Asparagus and Artichoke Pasta Salad with Pine Nuts and Arugula

This salad is like spring in a bowl, with tender greens and fresh asparagus, it’s the perfect side dish or vegetarian lunch.

  • Serves: 4-6 servings
  • Prep Time: 10 minutes
  • Cook Time: 15 minutes


  • 1 lb. Orzo Pasta, cooked
  • 1 dozen Asparagus
  • 2 c. Arugula, washed & dried
  • 5 Artichoke Hearts, quartered
  • 1 c. Pine Nuts
  • 1/4 c. Olive Oil
  • 1/2 tsp. Lemon Juice
  • 1 tsp. Honey
  • 1 tsp. Dijon Mustard
  • Salt & Black Pepper


  1. In a small frying pan, toast pine nuts on medium-low heat, tossing frequently until they are golden, about 5 minutes. Remove them from the heat and set them aside to cool. Fill a wide-mouthed pot with water and heat to boiling; add two generous pinches of salt. Submerge asparagus completely and boil until tender, about 3 to 4 minutes. Remove and immediately submerge in an ice bath to stop cooking.

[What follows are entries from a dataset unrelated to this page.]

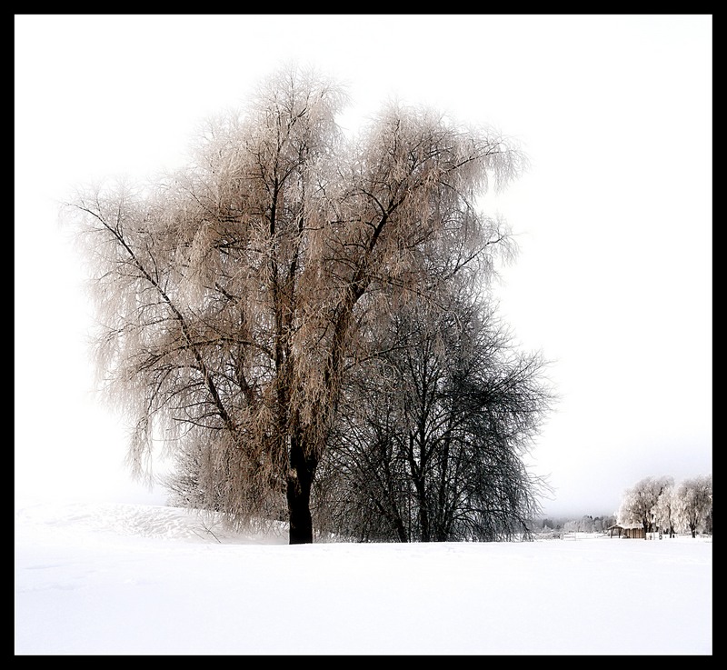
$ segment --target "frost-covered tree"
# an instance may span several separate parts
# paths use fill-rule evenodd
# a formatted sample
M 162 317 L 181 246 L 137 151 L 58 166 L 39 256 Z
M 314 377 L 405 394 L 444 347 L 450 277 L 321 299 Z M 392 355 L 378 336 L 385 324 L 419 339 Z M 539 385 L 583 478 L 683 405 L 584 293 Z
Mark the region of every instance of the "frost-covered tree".
M 209 122 L 186 168 L 70 204 L 134 471 L 156 445 L 186 452 L 214 505 L 241 524 L 284 510 L 292 544 L 313 541 L 311 492 L 360 345 L 392 301 L 508 251 L 478 198 L 524 165 L 491 129 L 399 104 L 348 141 L 345 102 L 335 82 L 284 70 Z
M 463 295 L 397 305 L 378 353 L 348 380 L 318 480 L 331 532 L 530 537 L 545 485 L 523 458 L 552 400 L 544 362 L 515 351 L 493 315 Z
M 677 509 L 676 489 L 672 483 L 662 491 L 653 508 L 653 521 L 656 527 L 662 532 L 668 533 L 670 537 L 674 536 Z
M 712 530 L 712 475 L 683 480 L 676 489 L 676 518 L 692 537 L 697 531 Z
M 673 487 L 671 476 L 644 477 L 628 489 L 617 514 L 620 524 L 641 524 L 644 533 L 654 528 L 654 512 L 662 493 Z

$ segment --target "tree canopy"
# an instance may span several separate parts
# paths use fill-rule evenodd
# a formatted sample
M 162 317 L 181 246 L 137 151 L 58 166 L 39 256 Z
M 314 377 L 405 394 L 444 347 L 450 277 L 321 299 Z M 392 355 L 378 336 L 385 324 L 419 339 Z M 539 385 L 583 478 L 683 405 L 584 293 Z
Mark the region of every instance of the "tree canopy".
M 334 81 L 282 70 L 242 110 L 209 120 L 184 168 L 70 203 L 93 268 L 95 360 L 133 422 L 134 471 L 161 444 L 193 464 L 185 474 L 205 504 L 240 523 L 284 515 L 292 544 L 313 541 L 312 491 L 352 375 L 367 361 L 385 375 L 382 346 L 403 335 L 395 315 L 416 304 L 443 325 L 446 296 L 486 289 L 496 255 L 514 246 L 480 198 L 527 164 L 486 126 L 398 103 L 347 139 L 336 124 L 346 102 Z M 476 350 L 478 336 L 464 344 Z M 453 420 L 472 424 L 491 463 L 515 458 L 527 493 L 513 445 L 544 408 L 540 369 L 510 368 L 533 372 L 518 393 L 533 390 L 535 405 L 491 398 L 513 417 L 492 422 L 483 395 L 502 371 L 470 369 L 453 368 L 459 395 L 447 402 L 475 411 Z

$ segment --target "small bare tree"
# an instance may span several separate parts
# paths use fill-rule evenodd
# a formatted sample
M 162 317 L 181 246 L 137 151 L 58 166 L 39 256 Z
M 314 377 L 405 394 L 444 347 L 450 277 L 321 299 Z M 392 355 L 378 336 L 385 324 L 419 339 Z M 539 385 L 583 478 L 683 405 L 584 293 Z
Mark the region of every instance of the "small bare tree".
M 210 121 L 187 169 L 70 204 L 134 471 L 157 441 L 190 450 L 238 523 L 286 509 L 291 544 L 313 541 L 343 375 L 383 305 L 506 250 L 477 198 L 524 165 L 489 129 L 395 104 L 344 142 L 345 102 L 334 82 L 284 70 Z
M 676 489 L 675 499 L 678 522 L 692 537 L 697 536 L 698 530 L 712 532 L 712 475 L 683 480 Z

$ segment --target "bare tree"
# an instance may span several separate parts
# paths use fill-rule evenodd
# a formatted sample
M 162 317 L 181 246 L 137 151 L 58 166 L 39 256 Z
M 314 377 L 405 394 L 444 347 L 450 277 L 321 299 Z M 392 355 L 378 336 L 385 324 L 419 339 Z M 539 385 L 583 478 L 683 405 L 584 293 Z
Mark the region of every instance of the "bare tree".
M 134 471 L 157 443 L 191 449 L 232 518 L 285 508 L 291 544 L 313 541 L 343 375 L 382 305 L 507 249 L 476 199 L 524 165 L 489 129 L 396 104 L 346 143 L 345 102 L 334 82 L 282 71 L 210 121 L 187 169 L 71 203 L 95 268 L 96 361 L 132 418 Z
M 644 477 L 628 489 L 622 499 L 618 520 L 622 524 L 641 524 L 644 534 L 654 528 L 655 514 L 660 496 L 673 488 L 670 476 Z
M 653 508 L 653 523 L 659 528 L 660 533 L 665 531 L 670 537 L 674 536 L 674 525 L 677 523 L 677 501 L 676 490 L 673 482 L 662 491 L 659 499 Z
M 553 396 L 479 303 L 413 301 L 349 380 L 316 488 L 322 527 L 359 540 L 528 537 L 543 482 L 523 462 Z
M 692 537 L 697 531 L 712 531 L 712 475 L 683 480 L 676 490 L 677 518 Z

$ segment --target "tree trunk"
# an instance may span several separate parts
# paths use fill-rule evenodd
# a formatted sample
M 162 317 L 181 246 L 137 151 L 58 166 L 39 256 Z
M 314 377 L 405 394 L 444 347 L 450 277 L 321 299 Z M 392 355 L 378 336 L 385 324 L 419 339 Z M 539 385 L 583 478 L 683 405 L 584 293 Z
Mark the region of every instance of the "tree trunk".
M 289 544 L 313 543 L 313 519 L 311 517 L 311 486 L 317 459 L 314 453 L 306 449 L 299 435 L 291 437 L 290 469 L 288 470 L 287 499 L 290 520 Z

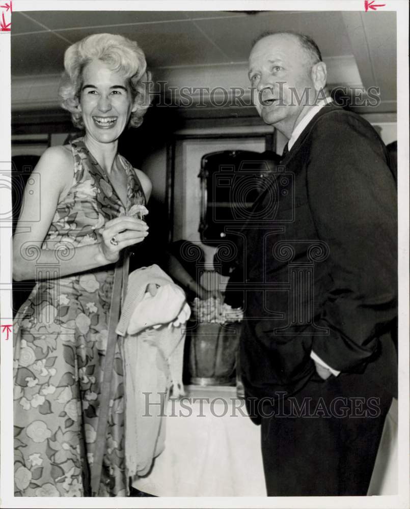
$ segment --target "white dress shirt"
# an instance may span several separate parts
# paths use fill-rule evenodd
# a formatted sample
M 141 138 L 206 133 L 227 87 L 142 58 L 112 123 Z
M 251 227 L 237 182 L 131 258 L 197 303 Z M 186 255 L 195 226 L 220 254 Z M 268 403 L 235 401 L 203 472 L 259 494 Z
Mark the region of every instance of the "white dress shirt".
M 288 142 L 288 150 L 290 150 L 296 140 L 302 134 L 303 130 L 309 124 L 310 121 L 313 118 L 315 115 L 320 111 L 324 106 L 328 104 L 330 102 L 332 102 L 332 99 L 331 97 L 326 97 L 326 99 L 320 99 L 319 101 L 318 101 L 317 104 L 311 108 L 308 113 L 306 114 L 305 117 L 304 117 L 302 120 L 293 129 L 290 139 Z M 326 369 L 329 370 L 332 374 L 334 376 L 337 377 L 338 375 L 340 374 L 340 371 L 337 371 L 336 370 L 334 370 L 332 367 L 331 367 L 331 366 L 327 364 L 324 360 L 322 360 L 320 357 L 315 354 L 313 350 L 312 350 L 310 352 L 310 356 L 315 362 L 317 362 L 318 364 L 321 364 L 323 366 L 323 367 L 325 367 Z

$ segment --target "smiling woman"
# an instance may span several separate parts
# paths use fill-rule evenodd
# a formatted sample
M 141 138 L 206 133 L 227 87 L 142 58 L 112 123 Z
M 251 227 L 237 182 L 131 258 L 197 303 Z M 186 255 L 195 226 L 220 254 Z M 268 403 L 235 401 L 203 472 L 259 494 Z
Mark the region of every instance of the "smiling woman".
M 86 134 L 42 156 L 13 239 L 14 279 L 37 281 L 13 329 L 15 491 L 124 496 L 123 358 L 115 342 L 103 383 L 127 248 L 148 235 L 131 209 L 148 201 L 151 182 L 117 148 L 127 125 L 142 122 L 149 77 L 136 43 L 117 35 L 73 44 L 64 63 L 62 106 Z

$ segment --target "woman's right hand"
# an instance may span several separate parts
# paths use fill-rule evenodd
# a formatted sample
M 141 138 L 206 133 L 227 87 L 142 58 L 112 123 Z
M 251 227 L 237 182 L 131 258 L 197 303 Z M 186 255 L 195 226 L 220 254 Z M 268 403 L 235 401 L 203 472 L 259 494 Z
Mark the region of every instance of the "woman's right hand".
M 120 258 L 120 251 L 124 247 L 142 242 L 148 235 L 148 227 L 145 221 L 129 216 L 120 216 L 105 223 L 102 231 L 100 250 L 108 263 L 114 263 Z M 117 245 L 111 241 L 114 239 Z

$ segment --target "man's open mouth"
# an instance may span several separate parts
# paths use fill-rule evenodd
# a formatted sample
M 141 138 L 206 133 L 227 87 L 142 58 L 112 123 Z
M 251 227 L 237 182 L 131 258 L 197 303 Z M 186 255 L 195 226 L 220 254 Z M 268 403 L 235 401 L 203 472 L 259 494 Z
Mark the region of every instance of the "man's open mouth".
M 277 103 L 279 100 L 277 99 L 264 99 L 261 101 L 262 106 L 272 106 Z
M 93 117 L 93 120 L 99 127 L 112 127 L 117 122 L 117 117 Z

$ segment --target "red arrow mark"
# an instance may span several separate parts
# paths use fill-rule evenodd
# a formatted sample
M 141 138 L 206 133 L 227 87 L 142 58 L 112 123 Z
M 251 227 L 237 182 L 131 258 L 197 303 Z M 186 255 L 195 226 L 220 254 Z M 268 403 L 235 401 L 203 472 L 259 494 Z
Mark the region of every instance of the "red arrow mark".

  2. Slice asparagus on the bias into bite-sized pieces. In a small bowl, whisk together lemon zest, lemon juice, honey, dijon, and olive oil. Add salt and pepper to taste. Combine orzo, pine nuts, artichoke hearts, arugula, and asparagus; dress with lemon vinaigrette and toss.

  3. Allow salad 15 to 20 minutes in the fridge before serving for the best flavor.